Clément Pairot – Je nuancerais peut-être quelque peu le tableau. S’il y a un échec sur les aspects structurels, Joe Biden a été capable de prendre des mesures d’urgences face au Covid, comme la mise en place d’une allocation familiale pour 12 mois. Elles ont permis à des millions de personnes de sortir de la pauvreté, et de manière probablement inattendue, d’aider à cette grande vague de grèves qui permet d’accroître le pouvoir de négociation salariale des travailleurs. Le second élément à prendre en compte, c’est l’échec des syndicats ouvriers et du mouvement climat face à Joe Biden. Le Sunrise movement, que l’on évoque dans notre livre, avait promis de rendre le pays ingouvernable s’il n’obtenait pas un plan climat ambitieux. Mais le Covid, l’attaque du Capitole du 6 janvier donnant l’image d’un pays au bord du précipice, et les négociations interminables au Congrès entre l’aile gauche et l’aile droite démocrate ont accouché d’un contexte défavorable aux mobilisations. Par contre, comme nous l’expliquions, côté républicain on voit que le départ de Donald Trump n’a pas apaisé la droite américaine.

LVSL – En effet, vous expliquez dans votre livre que Donald Trump a certes perdu l’an dernier, mais il a obtenu 11 millions de voix de plus qu’en 2016 et il a progressé chez les Afro-Américains et les Hispaniques. Il vient de refaire des meetings en Arizona et au Texas, et semble conserver un rôle incontournable au sein du Parti républicain. Qu’est-ce que cela signifie pour la droite américaine, sur le moyen terme mais également en vue de 2024 ?

CLB – Le bon score de Trump s’inscrit dans une tendance lourde que l’on analyse dans le livre, où l’on voit l’électorat non-diplômé, en particulier la classe ouvrière blanche et la ruralité, voter républicain de manière croissante. Le parti démocrate se coupe quant à lui de cet électorat qui constituait sa base historique pour devenir ce que Thomas Frank qualifie de parti de cadres et professions intellectuelles centrés autour des grandes villes.

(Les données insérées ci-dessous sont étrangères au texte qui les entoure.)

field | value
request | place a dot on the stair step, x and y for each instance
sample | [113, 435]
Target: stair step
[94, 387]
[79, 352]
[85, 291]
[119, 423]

Du moins, c’était l’état du paysage politique avant la tentative de subversion des élections de Trump, qui n’a pas bouleversé le paysage politique à droite.

NDLR : lire sur LVSL l’article de Thomas Frank : « Le populisme, voilà l’ennemi ! »

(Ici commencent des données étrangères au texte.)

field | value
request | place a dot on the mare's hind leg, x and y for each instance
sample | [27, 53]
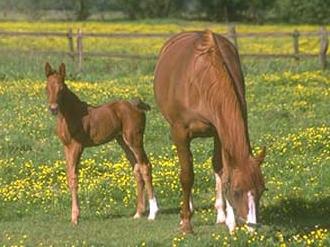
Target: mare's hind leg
[180, 137]
[142, 168]
[140, 202]
[72, 154]
[217, 167]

Dans un premier temps, Trump a conservé le soutien de sa base électorale, et par voie de conséquence sa mainmise sur le parti. On l’a vu après l’attaque du Capitole, les rares élus républicains qui ont choisi de voter en faveur de sa destitution ont été ostracisé. Certains vont prendre leurs retraites ou risquent d’être battus par des candidats trumpistes lors des primaires aux prochaines élections. La base reste convaincue que les élections lui ont été volées. Elle se mobilise en conséquence pour élire à l’échelle locale, pour des postes liés à la supervision des élections, des candidats qui refusent de reconnaitre la légitimité de Biden – voire débordent Trump sur son aile droite.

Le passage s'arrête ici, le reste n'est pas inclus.